The obtained sample data from the web site as a source was transformed into a tab-delimited text file, suitable for loading into the R GUI (Figure 2), with a data structure consisting of city/time/SO₂/NO₂/NO_X/CO/NO/PM2.5/PM10/p/T/rh. The T symbol is regularly used for temperature, while in this research, the sample presents temperature with the symbol t. Data vectors, created from the loaded text file, are used to obtain a linear regression function that establishes the correlation of measured values of two air pollutants.

The created R program enables the creation of linear regression functions (on all pairs of air pollutants and meteorological parameter values), graphical representation of data correlation in the form of colorized correlation heat maps and linear regression diagrams, as well as the use of linear regression functions and R language functions for the prediction of air pollution data. Finally, results of data processing (i.e., air pollutant value prediction) are organized according to categories of air pollutant concentrations and air quality: excellent, good, acceptable, polluted, very polluted, as defined by the Environmental Protection Agency [48].

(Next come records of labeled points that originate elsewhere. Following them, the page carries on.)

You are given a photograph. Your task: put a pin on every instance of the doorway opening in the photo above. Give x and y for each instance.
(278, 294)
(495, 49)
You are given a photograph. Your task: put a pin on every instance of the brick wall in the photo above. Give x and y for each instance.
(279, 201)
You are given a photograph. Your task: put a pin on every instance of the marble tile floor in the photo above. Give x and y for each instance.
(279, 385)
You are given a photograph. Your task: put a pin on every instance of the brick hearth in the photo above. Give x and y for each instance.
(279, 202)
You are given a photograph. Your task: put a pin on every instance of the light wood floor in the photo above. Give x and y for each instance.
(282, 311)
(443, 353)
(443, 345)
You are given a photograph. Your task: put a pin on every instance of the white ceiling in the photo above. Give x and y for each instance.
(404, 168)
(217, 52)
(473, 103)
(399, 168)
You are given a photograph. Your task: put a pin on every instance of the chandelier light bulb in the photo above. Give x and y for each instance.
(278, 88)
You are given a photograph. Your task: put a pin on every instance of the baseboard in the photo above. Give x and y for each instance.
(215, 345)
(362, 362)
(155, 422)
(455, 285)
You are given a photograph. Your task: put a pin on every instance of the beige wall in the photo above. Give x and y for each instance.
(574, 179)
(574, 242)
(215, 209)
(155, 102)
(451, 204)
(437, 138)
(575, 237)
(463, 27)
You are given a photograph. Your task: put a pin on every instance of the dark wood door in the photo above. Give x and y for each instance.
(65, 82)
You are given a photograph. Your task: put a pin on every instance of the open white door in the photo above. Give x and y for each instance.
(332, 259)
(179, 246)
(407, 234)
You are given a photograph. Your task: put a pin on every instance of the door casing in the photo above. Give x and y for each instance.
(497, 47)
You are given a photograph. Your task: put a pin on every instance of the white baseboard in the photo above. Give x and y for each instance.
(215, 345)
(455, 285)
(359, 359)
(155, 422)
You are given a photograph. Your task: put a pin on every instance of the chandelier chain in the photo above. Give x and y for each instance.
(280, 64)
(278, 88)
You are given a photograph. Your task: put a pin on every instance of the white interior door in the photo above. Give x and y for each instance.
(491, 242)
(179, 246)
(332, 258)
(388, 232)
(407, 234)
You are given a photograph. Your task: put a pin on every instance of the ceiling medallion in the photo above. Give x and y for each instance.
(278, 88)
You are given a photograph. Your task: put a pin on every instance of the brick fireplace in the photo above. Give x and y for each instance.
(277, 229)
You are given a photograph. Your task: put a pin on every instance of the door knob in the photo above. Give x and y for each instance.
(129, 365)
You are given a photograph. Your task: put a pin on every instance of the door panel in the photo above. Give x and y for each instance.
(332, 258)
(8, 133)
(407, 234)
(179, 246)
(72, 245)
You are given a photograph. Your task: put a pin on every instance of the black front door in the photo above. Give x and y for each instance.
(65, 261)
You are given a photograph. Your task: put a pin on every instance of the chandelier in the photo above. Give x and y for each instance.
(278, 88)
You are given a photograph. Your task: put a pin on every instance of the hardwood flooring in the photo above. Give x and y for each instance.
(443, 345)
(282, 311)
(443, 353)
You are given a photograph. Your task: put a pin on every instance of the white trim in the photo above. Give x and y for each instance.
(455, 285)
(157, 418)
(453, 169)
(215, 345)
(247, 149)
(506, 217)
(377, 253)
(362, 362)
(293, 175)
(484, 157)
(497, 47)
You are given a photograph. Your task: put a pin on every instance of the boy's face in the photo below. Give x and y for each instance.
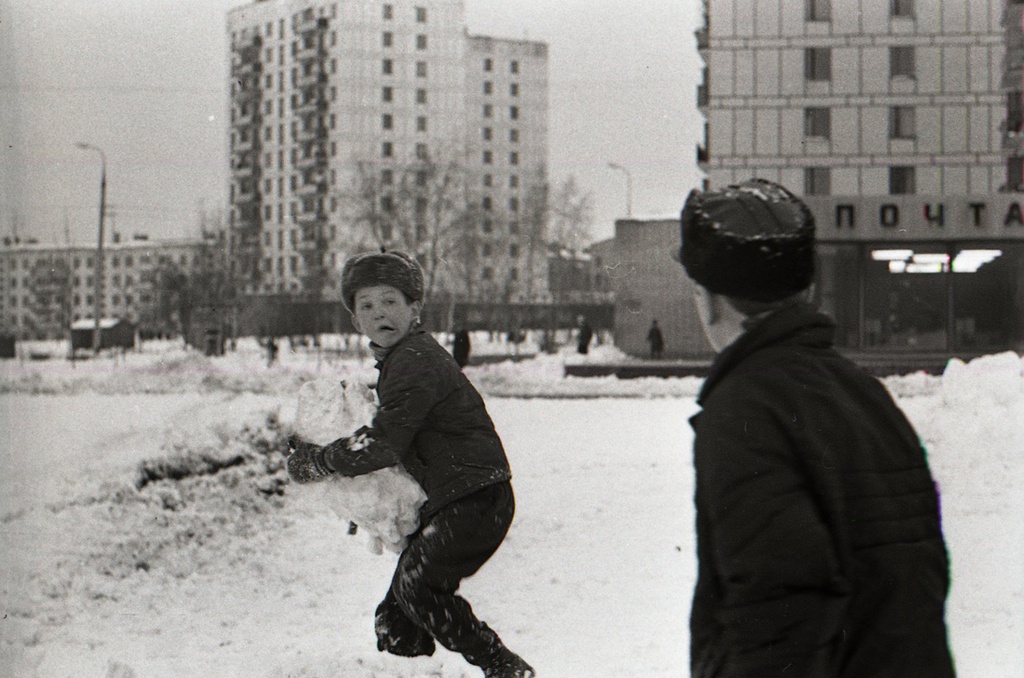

The program used in this research was written using the R programming language within the R GUI (graphical user interface) editor, created by R Team (The R Foundation for Statistical Computing c/o Institute for Statistics and Mathematics, Vienna, Austria) [16]. Figure 3 and Figure 4 present the first and second parts of the created R program within the R GUI development environment, respectively.

The first command in the newly created R program is used for setting the working directory in R with the setwd(path) procedure. The second command is reading data from an external tab-delimited .txt file that includes the stored data about air pollutants and meteorological conditions measured values with the read.table() function. It creates a table data structure with a title row that contains names for each column. The third step is creating vectors for measured pollutant values from the previously created table with the “<-“ operator for assigning values to R structures:

vector <- datatable$columnname

In this program, we created vectors for all pollutants and measured temperature, pressure, and relative humidity.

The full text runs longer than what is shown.